Thread: simpler query significantly slower
Hi, we tried several versions of a query which give the same results, but the one takes 5 secs for the first time and 0.9 secs when i execute the query few moments later, while the other takes ~3 secs always. How can this be? And how can it be that the second query which is in fact simpler than the first takes longer? Query 1: (5 secs vs 0.9 secs) select distinct personen_id from produktgruppen where produktgruppen.produktgruppen_id in ( select distinct gruppen_produkte.produktgruppen_id from r_gruppen_produkte where r_gruppen_produkte.gruppen_id = gruppen.gruppen_id // this and the next cond are removed in 2nd query and gruppen.parent_id=1 and r_gruppen_produkte.gruppen_id = r_personen_bereiche.g_id and r_personen_bereiche.p_id = 1234 ) Query 2: (3 secs) select distinct personen_id from produktgruppen where produktgruppen.produktgruppen_id in ( select distinct gruppen_produkte.produktgruppen_id from r_gruppen_produkte where r_gruppen_produkte.gruppen_id = r_personen_bereiche.g_id and r_personen_bereiche.p_id = 1234 ) Our system is Linux 2.2.16, gcc 2.95.2, Postgres 7.0.3 on a Pentium II 450, 128 megs Thanks Markus Bertheau Cenes Data GmbH Berlin
twanger@smartvia.de writes: > select > distinct > gruppen_produkte.produktgruppen_id > from > r_gruppen_produkte > where > r_gruppen_produkte.gruppen_id = gruppen.gruppen_id // this and the next cond are removed in 2nd query > and > gruppen.parent_id=1 > and > r_gruppen_produkte.gruppen_id = r_personen_bereiche.g_id > and > r_personen_bereiche.p_id = 1234 This SQL seems rather seriously confused.
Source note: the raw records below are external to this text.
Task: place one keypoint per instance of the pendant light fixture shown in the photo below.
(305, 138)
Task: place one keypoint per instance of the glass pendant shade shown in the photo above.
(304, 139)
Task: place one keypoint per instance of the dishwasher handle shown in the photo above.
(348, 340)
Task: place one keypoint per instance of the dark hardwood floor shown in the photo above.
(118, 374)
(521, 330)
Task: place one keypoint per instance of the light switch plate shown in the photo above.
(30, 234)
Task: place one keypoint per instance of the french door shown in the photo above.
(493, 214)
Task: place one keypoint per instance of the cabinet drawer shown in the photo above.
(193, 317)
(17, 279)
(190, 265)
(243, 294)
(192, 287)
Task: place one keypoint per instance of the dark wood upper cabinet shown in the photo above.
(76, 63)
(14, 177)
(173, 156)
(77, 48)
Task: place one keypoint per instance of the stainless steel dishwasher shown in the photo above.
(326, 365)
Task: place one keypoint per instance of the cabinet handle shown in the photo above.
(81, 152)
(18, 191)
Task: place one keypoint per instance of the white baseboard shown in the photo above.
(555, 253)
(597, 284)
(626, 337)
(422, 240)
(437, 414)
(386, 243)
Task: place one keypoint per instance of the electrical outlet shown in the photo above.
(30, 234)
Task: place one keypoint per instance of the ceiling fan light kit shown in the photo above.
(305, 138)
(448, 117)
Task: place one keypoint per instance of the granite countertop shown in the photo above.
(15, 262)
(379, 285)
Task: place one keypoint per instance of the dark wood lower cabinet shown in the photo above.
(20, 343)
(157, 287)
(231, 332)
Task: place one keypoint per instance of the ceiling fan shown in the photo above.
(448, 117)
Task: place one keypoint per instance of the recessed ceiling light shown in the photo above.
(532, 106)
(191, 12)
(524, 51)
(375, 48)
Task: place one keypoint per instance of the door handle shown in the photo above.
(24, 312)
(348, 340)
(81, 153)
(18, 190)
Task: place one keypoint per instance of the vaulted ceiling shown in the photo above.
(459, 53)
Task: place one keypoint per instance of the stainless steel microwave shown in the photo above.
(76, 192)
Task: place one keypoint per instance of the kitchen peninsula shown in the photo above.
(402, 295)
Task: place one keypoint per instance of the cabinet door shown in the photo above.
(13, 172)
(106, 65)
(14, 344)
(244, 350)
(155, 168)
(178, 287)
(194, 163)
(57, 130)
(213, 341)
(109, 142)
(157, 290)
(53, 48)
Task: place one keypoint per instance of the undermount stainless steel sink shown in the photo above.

It looks to me like you will get back one copy of each distinct produktgruppen_id value appearing in gruppen_produkte. Since no gruppen_produkte field is constrained by WHERE, none will be eliminated. All that the rest of the query does is cause a completely useless Cartesian-product join against some subset of r_gruppen_produkte * gruppen * r_personen_bereiche. Possibly you meant to select from r_gruppen_produkte. BTW, PG 7.1 would have complained about the lack of FROM entries for gruppen_produkte, gruppen, and r_personen_bereiche, which might have clued you to your error ... regards, tom lane
> twanger@smartvia.de writes: > > select > > distinct > > gruppen_produkte.produktgruppen_id > > from > > r_gruppen_produkte > > where > > r_gruppen_produkte.gruppen_id = gruppen. > gruppen_id // this and the next cond are > removed in 2nd query > > and > > gruppen.parent_id=1 > > and > > r_gruppen_produkte.gruppen_id = > r_personen_bereiche.g_id > > and > > r_personen_bereiche.p_id = 1234 > This SQL seems rather seriously confused. It > looks to me like you will > get back one copy of each distinct > produktgruppen_id value appearing in > gruppen_produkte. Since no gruppen_produkte > field is constrained by > WHERE, none will be eliminated. All that the > rest of the query does is > cause a completely useless Cartesian-product > join against some subset > of r_gruppen_produkte * gruppen * > r_personen_bereiche. > Possibly you meant to select from > r_gruppen_produkte. > BTW, PG 7.1 would have complained about the > lack of FROM entries for > gruppen_produkte, gruppen, and > r_personen_bereiche, which might have > clued you to your error ... > regards, tom lane Yeah sorry, you are right, but the typo is only in my posting. The query does actually query r_gruppen_produkte.